Arjun just joined a fast-growing fintech startup as a Cloud Security Engineer. One of his first tasks:
“Launch an EC2 instance and make sure only his IP can SSH into it. No exceptions.”
He spun up an EC2 instance (Amazon Linux 2023), created a security group, and added this inbound rule:Copy
Type: SSH
Port: 22
Source: My IP (e.g., 103.240.207.210/32)
Perfect, right?
To test access, he clicked “Connect” → “EC2 Instance Connect” on the AWS Console.
❌ “Connection Error. Try again later.”
😤 But Terminal SSH Works!
When Arjun used the .pem
key and ran:Copy
ssh -i arjun-key.pem ec2-user@<public-ip>
💥 Boom! He got access. So clearly, the EC2 was healthy and his IP was correct.
What gives?
🕵️♂️ The Investigation Begins
Frustrated but curious, Arjun tried a hack:
He temporarily changed the security group rule to:Copy
Type: SSH
Port: 22
Source: 0.0.0.0/0 (Allow from anywhere)
Tried EC2 Instance Connect again…
✅ It worked.
🤯 Wait… it worked when the firewall was open to the world but not when it was restricted to his IP?

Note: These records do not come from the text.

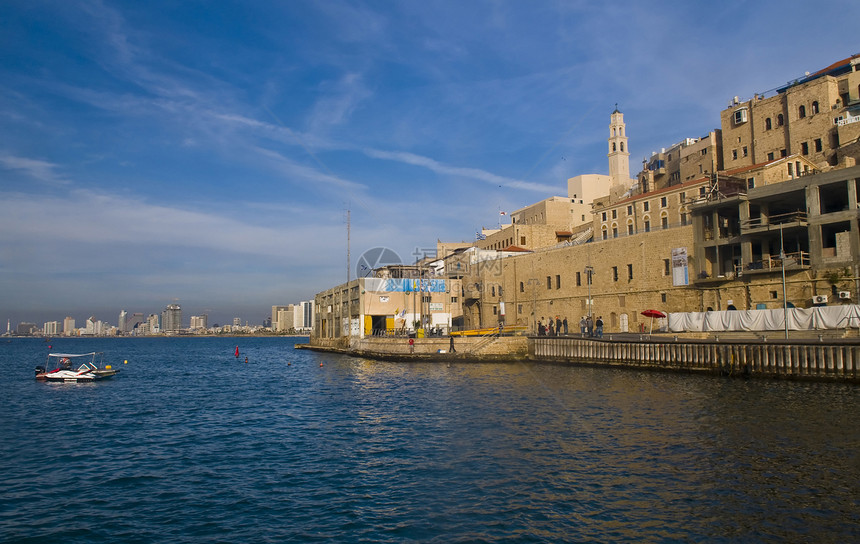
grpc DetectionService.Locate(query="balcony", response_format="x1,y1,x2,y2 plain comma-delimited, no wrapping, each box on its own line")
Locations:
741,211,809,234
743,251,812,274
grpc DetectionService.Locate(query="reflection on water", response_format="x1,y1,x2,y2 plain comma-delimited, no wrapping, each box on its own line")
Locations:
0,338,860,542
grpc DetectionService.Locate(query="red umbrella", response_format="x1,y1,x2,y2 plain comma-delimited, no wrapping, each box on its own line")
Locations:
642,310,666,334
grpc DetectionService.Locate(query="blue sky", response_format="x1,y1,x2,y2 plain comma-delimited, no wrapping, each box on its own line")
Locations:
0,0,860,326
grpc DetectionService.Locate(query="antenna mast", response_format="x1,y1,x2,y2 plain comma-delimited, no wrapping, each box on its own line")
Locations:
346,208,351,283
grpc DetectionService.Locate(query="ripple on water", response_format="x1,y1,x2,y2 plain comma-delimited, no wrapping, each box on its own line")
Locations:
0,338,860,543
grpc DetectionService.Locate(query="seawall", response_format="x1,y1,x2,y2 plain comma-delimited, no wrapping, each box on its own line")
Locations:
296,335,860,383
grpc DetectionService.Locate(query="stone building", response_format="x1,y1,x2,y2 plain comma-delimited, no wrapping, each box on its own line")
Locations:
720,55,860,170
475,107,636,255
315,56,860,337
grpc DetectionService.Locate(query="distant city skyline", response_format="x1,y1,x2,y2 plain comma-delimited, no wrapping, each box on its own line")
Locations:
0,0,858,326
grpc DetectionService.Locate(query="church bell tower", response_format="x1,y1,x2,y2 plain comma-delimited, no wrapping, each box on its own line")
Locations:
607,104,630,185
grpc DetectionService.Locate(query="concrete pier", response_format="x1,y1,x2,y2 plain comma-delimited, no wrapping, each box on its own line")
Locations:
529,336,860,383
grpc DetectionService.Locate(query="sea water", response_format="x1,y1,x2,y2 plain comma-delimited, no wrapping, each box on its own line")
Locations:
0,338,860,543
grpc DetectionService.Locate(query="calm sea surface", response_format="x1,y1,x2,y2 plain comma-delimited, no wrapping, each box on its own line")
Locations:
0,338,860,543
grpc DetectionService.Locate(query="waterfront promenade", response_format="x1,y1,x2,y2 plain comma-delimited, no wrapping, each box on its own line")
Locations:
304,334,860,383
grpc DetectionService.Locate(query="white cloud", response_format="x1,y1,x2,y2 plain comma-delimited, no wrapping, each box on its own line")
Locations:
0,154,68,185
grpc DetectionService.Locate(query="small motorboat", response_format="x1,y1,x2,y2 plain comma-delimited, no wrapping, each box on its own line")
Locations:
36,351,119,383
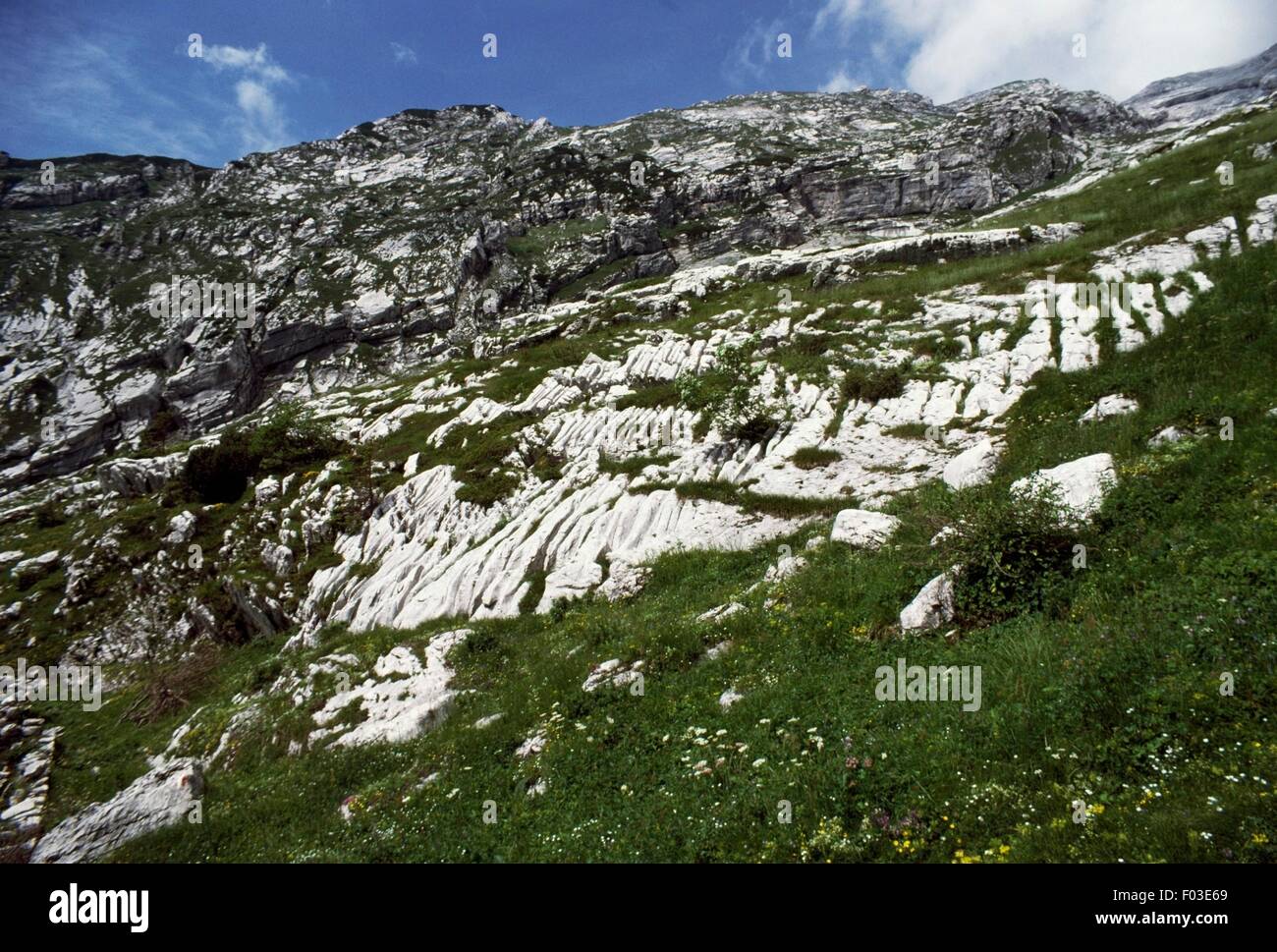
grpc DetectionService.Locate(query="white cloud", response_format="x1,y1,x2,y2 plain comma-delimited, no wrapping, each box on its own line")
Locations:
813,0,1277,102
391,41,416,67
201,43,295,152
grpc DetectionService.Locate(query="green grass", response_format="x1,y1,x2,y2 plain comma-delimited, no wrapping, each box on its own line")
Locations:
96,236,1277,863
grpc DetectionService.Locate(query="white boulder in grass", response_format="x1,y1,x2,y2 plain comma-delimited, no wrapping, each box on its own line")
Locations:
829,509,901,548
1078,394,1139,423
901,565,961,632
944,437,1001,489
1012,452,1118,522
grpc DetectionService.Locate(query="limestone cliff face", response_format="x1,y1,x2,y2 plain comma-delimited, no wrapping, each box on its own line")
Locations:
0,82,1144,485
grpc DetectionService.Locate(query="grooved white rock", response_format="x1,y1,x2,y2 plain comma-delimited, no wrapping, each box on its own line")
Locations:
310,629,470,748
1012,452,1118,522
829,509,901,548
30,757,204,863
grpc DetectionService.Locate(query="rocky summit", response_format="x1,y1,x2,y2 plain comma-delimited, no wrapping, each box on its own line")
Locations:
0,40,1277,863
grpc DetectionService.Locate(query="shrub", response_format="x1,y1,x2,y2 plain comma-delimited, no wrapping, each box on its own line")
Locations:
674,337,775,442
184,430,255,503
843,364,904,404
35,501,67,529
941,487,1080,625
186,405,342,502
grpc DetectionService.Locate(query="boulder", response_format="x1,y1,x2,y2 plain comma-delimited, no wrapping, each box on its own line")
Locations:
1012,452,1118,523
829,509,901,548
944,438,1001,489
1078,394,1139,423
901,566,958,632
97,452,187,497
30,757,204,863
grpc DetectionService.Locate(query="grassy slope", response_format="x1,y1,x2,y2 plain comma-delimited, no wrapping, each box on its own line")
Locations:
15,104,1277,860
107,155,1277,862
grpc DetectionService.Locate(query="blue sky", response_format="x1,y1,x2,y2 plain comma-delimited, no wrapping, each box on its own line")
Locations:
0,0,1277,165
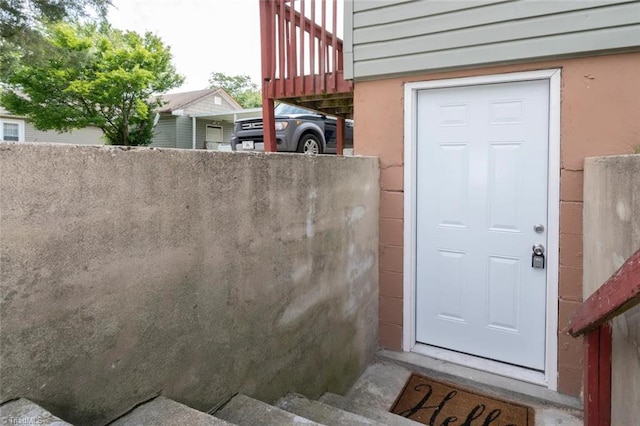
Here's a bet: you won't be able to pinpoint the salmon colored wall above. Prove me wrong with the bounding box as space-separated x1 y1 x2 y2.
354 53 640 395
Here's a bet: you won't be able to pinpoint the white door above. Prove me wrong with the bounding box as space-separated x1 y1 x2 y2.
416 80 549 370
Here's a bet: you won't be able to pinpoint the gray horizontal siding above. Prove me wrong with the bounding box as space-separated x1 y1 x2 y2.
150 117 176 148
345 0 640 79
176 116 192 149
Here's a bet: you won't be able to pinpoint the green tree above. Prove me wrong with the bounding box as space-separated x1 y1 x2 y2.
0 23 183 145
209 72 262 108
0 0 111 75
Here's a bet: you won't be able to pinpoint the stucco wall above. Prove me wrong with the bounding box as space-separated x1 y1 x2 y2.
0 144 379 425
354 53 640 395
584 154 640 425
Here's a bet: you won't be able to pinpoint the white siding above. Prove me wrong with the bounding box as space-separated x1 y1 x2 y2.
184 94 238 115
196 120 233 148
345 0 640 79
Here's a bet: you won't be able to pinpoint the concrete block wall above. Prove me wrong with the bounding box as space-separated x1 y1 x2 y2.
584 155 640 425
0 143 379 425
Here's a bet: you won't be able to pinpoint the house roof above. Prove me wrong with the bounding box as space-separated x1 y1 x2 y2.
159 87 242 113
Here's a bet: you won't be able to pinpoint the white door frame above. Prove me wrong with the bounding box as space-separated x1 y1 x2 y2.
402 69 561 391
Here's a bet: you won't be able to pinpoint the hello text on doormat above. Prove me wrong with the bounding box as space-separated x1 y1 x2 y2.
390 373 534 426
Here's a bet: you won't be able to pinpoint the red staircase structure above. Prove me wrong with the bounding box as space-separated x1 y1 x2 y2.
568 250 640 426
259 0 353 154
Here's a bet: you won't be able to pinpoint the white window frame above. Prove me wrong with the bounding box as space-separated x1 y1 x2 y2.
0 117 24 142
204 124 224 143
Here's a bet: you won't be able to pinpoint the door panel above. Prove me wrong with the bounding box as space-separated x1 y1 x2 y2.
416 80 549 370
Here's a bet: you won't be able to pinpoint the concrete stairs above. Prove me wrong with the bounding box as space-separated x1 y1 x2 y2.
0 359 582 426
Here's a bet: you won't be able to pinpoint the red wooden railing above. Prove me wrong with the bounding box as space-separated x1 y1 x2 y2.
568 250 640 426
259 0 353 152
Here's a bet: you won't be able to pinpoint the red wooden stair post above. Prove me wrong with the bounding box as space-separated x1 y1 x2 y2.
568 250 640 426
259 0 353 154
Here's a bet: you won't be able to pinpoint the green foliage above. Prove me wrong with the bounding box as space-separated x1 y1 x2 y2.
0 0 111 75
0 22 183 145
209 72 262 108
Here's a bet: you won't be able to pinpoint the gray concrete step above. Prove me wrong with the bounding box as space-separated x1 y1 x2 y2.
319 392 420 426
345 362 411 411
111 396 231 426
275 393 379 426
214 394 318 426
0 398 71 426
345 351 583 426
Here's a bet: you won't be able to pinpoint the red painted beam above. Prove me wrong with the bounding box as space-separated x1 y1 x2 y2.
584 324 612 426
262 94 278 152
568 250 640 337
336 117 344 155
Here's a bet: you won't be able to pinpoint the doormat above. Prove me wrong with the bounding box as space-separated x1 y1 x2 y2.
390 373 534 426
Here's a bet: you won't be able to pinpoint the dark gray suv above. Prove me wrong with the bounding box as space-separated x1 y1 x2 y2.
231 103 353 154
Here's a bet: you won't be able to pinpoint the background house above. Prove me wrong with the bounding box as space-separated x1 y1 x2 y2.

💡 The Aha Moment: EC2 Instance Connect Uses AWS IPs, Not Yours
That’s when Arjun dug into AWS documentation and found the key truth:
“EC2 Instance Connect doesn’t use your personal IP. It uses AWS-managed backend IPs to connect to the instance.”
So when you restrict SSH to your IP only, AWS’s internal systems get blocked — hence EC2 Instance Connect fails.
🔐 Why This Matters (and How to Fix It)
🚫 Problem:
- You restricted port 22 to your IP (great for security)
- EC2 Instance Connect fails because AWS connects from its own IP ranges
✅ Solution Options:
1. Temporarily Allow 0.0.0.0/0
- For testing or temporary access
- Easy, but not secure long-term
2. Allow AWS EC2 Connect IP Ranges
- Find the IP ranges used by EC2 Connect in your region:
- AWS IP Ranges JSON
- Filter by:
service
:EC2_INSTANCE_CONNECT
region
: your region (e.g.,ap-south-1
)
- Add those IPs to your security group
3. Stick with PEM + SSH Terminal
- Your current
.pem
SSH method works perfectly - Best for production and tight security setups
✅ Bonus Learnings from Arjun’s Debugging
🔍 What He Tried | ✅ Result | 🧠 Takeaway |
SSH from terminal using .pem | ✅ Worked | .pem method only needs your IP allowed |
EC2 Instance Connect (My IP only) | ❌ Failed | AWS uses backend IPs, not your device IP |
EC2 Connect (0.0.0.0/0) | ✅ Worked | Inbound SSH open to AWS IPs worked |
Checked OS (Amazon Linux 2023) | ✅ Compatible | EC2 Connect works on AL2023 — no issue here |
🛡️ Final Thoughts from Arjun
Security is about control. But as Arjun learned, you must know who’s knocking on your EC2’s SSH port.
“You don’t just allow or block IPs — you understand the source, the behavior, and the risks.”
So next time EC2 Instance Connect fails — don’t panic. Just ask:
- Is port 22 open?
- To the right source IPs?
Now you’re thinking like a Cloud Security Engineer.